Börsenhändler an der Börse in Frankfurt/Main
Börsenhändler an der Börse in Frankfurt: Der Dax hat im Vergleich zum März schon wieder 30 Prozent aufgeholt.
Quelle: DPA


Nach dem Lockdown-Einbruch haben sich die Märkte beeindruckend rasch wieder erholt.

Hat der Dax die Corona-Pandemie schon hinter sich gelassen?

Jein: Mitte Februar erreichte der Deutsche Aktienindex einen Höchstwert von 13.795 Punkten, als Corona nur ein fernes Problem schien. Im März ging es für den Dax um bis zu 40 Prozent abwärts auf 8.256 Punkte.

Seit diesem Sechseinhalbjahrestief hat er bis Ende April wieder mehr als 30 Prozent dazugewonnen. Viele Händler glauben, der Höhepunkt der Pandemie sei überschritten.

Wie passt das zu den dramatischen Einbrüchen in der Realwirtschaft?

Die Märkte setzen auf die billionenschweren Hilfspakete der Notenbanken und Regierungen weltweit, die Nachrichten über das Zurückdrängen der Pandemie und die schrittweisen Aufhebungen der Pandemie-Beschränkungen.

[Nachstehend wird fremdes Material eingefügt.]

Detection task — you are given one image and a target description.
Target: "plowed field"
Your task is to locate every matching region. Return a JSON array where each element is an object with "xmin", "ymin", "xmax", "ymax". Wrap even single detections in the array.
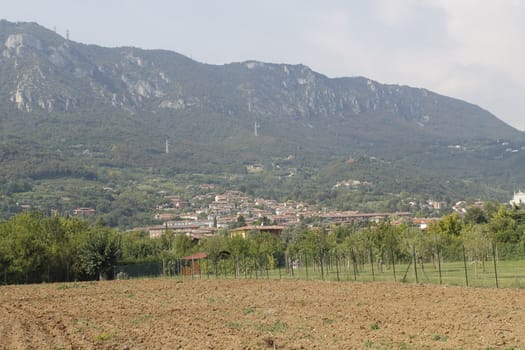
[{"xmin": 0, "ymin": 279, "xmax": 525, "ymax": 350}]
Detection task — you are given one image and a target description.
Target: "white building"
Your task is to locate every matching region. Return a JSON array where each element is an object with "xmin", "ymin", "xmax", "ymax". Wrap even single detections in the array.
[{"xmin": 509, "ymin": 190, "xmax": 525, "ymax": 205}]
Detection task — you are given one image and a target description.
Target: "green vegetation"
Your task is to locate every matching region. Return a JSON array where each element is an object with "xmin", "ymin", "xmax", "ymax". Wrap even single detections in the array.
[{"xmin": 0, "ymin": 203, "xmax": 525, "ymax": 288}]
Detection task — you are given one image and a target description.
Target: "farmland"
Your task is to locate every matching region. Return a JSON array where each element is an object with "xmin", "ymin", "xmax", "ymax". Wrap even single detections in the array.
[{"xmin": 0, "ymin": 278, "xmax": 525, "ymax": 349}]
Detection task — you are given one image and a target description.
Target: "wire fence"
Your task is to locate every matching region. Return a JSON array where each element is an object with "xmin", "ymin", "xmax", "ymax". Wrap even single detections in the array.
[{"xmin": 115, "ymin": 245, "xmax": 525, "ymax": 288}]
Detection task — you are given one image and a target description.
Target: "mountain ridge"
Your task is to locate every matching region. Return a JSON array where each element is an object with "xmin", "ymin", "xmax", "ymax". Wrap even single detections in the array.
[{"xmin": 0, "ymin": 20, "xmax": 525, "ymax": 223}]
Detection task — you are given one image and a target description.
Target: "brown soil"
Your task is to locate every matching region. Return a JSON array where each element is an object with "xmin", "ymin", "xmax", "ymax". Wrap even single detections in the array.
[{"xmin": 0, "ymin": 279, "xmax": 525, "ymax": 350}]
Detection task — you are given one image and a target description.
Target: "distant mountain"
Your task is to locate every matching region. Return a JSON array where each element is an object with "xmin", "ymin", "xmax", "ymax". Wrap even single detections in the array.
[{"xmin": 0, "ymin": 20, "xmax": 525, "ymax": 213}]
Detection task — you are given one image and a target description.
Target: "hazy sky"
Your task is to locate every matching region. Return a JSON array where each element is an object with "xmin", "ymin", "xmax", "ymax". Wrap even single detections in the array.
[{"xmin": 4, "ymin": 0, "xmax": 525, "ymax": 130}]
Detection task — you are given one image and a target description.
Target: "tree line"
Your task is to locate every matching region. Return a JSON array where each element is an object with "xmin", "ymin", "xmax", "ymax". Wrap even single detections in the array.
[{"xmin": 0, "ymin": 203, "xmax": 525, "ymax": 284}]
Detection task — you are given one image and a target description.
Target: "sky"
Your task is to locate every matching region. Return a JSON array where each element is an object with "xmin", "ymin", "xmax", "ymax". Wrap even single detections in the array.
[{"xmin": 4, "ymin": 0, "xmax": 525, "ymax": 130}]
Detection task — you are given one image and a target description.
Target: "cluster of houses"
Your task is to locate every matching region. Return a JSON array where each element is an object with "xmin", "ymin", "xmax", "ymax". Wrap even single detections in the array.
[
  {"xmin": 67, "ymin": 184, "xmax": 525, "ymax": 240},
  {"xmin": 143, "ymin": 191, "xmax": 440, "ymax": 240}
]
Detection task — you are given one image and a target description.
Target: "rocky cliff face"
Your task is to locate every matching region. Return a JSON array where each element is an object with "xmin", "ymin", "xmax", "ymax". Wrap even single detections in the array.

Das Institut für Weltwirtschaft geht davon aus, dass der Konjunktureinbruch als Folge des wochenlangen wirtschaftlichen Stillstands zwar heftig wird, die Wirtschaft sich dann aber wieder erholt.

Sind die Börsen also über den Berg?

Jein: Den Anlegern stehen vor einem endgültigen Aufschwung noch viele Rückschläge bevor, gerade weil die Erholung seit Mitte März so schnell ging - ein wenig schneller, als die tatsächliche Erholung in der Wirtschaft. Anleger müssen in diesem Jahr noch mit einer ordentlichen Achterbahnfahrt an der Börse rechnen.

Die gute Nachricht ist: So tief wie im März werden die Börsen zumindest aus heutiger Sicht wahrscheinlich nicht mehr fallen. Dafür gibt es allerdings eine wichtige Voraussetzung: Die Pandemie darf nicht im Herbst erneut ausbrechen.

Wann sollte man wieder in den Markt einsteigen?

Wenn die Werte von Aktien runtergehen, haben sie sich in der Vergangenheit oft als Kaufgelegenheiten erwiesen. Seit der Finanzkrise 2008 hat der Dax 109 Mal ein neues historisches Rekordhoch erklommen.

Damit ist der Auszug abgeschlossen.